Serial analysis of gene expression (SAGE) is an efficient method for identifying expression levels of coding and noncoding RNA transcripts. Because most transcripts are expressed at a very low level (Velculescu et al. 1999), massively parallel sequencing technologies can make a great contribution to the detection of low-abundance mRNAs. As an extension of the SAGE method, 5′-end SAGE can also identify transcription start sites by targeting the 5′ ends of transcripts (Hashimoto et al. 2004). We found extremely high, inherent sequence similarities among 5′-end SAGE reads. We compared all-against-all pairwise alignments of 5′-end SAGE reads with alignments between reads and their reference genome (Drosophila melanogaster [dmel]), which revealed that more extensive reads were aligned between the reads' own alignments. The percentage of nonaligned redundant reads decreased from 57% in the reference alignment to 21% in the all-against-all alignments (see Supplemental material). This result indicates the importance of broad parent–child relationships that are detected by our de novo clustering method.

A total of 3,513,538 nonredundant sequences were clustered into 2,766,228 trees. Of these trees, 112,386 contained multiple sequences; the remaining trees were singletons. Compared with the sample of small RNAs, the percentage of reads aligned to the genome was smaller for this sample due to different data preparation procedures (see Methods) and rates of sequencing error. Nevertheless, the de novo clustering method proved to be effective in increasing the aligned percentage. As shown in Figure 3D, the percentage of redundant reads with perfect matches rose from 12% to 17% with clustering. The percentage of nonredundant, perfect-match sequences more than doubled, from 4% to 9%. In total, the percentage of nonaligned redundant reads decreased from 57% to 53%, and the percentage of nonaligned, nonredundant sequences decreased from 77% to 72% (the relative decrease in nonredundant reads was 5%/23% = 22%; see Supplemental material). The cumulative frequency of the top 179,759 sequences or 11,721 clusters accounted for 50% of the total reads, revealing the remarkable effect of merging sequencing-error sequences with their parent sequences.

Discussion

Next-generation sequencing technologies revolutionize comprehensive genome studies by producing massive numbers of short nucleotide sequence reads. As an initial step toward addressing the vexing problem of low base quality, we have developed an efficient de novo short-read clustering method with linear time complexity for sequencing-error trimming. Our approach focuses on the broad parent–child relationships hidden in a set of short reads generated from identical experiments with the same starting points. We refined the error rate evaluation according to actual substitution patterns and QV adjustments. We achieved a remarkable increase (∼5%) in the percentage of reads aligned to the reference sequence and a particularly dramatic increase (a relative raise of ∼200%) in the percentage of reads perfectly matched to the reference sequence, which led to a reduction in false-positive alignments as well. Our frequency-based clustering method establishes a novel framework for correcting sequencing errors in short reads by consulting the inherent relationships among an entire set of reads. Because our clustering method does not use any reference genome data, it is expected to perform an essential function in de novo transcript identification and genome assembly with deep coverage.

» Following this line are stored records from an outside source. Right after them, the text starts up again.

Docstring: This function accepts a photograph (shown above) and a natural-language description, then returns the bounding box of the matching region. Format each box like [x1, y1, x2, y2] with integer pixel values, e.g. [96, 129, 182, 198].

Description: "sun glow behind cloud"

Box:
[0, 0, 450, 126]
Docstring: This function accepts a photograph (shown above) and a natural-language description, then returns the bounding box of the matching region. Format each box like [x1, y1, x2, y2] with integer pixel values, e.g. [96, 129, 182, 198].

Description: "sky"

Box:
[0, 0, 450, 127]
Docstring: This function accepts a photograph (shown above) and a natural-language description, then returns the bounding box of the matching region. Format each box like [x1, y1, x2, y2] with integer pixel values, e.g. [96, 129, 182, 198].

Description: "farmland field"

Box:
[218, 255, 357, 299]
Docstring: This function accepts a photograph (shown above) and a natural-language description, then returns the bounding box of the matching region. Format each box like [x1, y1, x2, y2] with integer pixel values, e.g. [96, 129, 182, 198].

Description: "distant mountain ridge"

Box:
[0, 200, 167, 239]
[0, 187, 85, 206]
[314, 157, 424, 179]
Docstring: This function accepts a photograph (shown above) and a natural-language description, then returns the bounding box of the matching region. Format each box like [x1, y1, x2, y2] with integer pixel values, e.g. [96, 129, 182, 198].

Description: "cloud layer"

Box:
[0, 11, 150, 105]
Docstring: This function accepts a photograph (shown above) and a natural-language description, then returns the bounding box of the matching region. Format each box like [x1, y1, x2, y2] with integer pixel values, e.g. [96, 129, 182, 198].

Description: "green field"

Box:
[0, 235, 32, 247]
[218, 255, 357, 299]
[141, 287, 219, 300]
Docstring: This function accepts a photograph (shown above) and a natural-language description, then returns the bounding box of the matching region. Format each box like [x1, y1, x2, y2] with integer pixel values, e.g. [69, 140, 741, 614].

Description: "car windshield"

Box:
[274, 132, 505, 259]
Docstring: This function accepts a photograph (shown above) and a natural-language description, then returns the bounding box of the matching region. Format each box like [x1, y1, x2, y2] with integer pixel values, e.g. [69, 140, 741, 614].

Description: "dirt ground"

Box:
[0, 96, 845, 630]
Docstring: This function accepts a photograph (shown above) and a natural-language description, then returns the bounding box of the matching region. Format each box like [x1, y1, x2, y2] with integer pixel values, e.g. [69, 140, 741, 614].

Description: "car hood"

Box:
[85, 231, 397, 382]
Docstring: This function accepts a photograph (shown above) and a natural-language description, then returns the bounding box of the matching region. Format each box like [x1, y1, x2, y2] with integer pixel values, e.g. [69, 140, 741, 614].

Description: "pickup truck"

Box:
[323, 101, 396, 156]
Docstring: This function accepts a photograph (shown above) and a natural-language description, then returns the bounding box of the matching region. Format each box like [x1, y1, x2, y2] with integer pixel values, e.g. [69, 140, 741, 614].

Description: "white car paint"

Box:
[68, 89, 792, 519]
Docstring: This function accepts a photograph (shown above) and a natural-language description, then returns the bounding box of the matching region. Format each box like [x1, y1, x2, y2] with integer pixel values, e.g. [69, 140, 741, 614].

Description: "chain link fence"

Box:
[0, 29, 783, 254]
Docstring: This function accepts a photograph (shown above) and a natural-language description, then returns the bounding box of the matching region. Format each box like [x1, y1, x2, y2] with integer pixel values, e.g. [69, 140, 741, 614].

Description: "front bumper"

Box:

The reader might wonder whether this approach would be advantageous in shotgun sequencing. Indeed, it will be, if a way of organizing overlapping short reads that may not be derived from the same start point can be developed. Multiple alignments would be useful in grouping overlapping short reads; however, combining frequency-based clustering with the multiple alignment of short tags becomes highly nontrivial. Because one short read can have multiple, more abundant, parents that may not necessarily overlap, the selection of a single parent for a short sequence is a difficult problem that we will leave for future investigation.

Methods

Our linear time complexity clustering algorithm consists of two main steps: statistical frequency-based detection of parent–child relationships and hash-based sequence searches. In preparing the input data, we adjusted QVs by sequencing and mapping control data obtained from BACs in the same run. We also considered the dependence of QV on base position due to noise factors that vary with the sequencing cycle. In addition, we calculated substitution patterns arising from the fluorophore cross-talk noise factor, with consideration of QV dependence.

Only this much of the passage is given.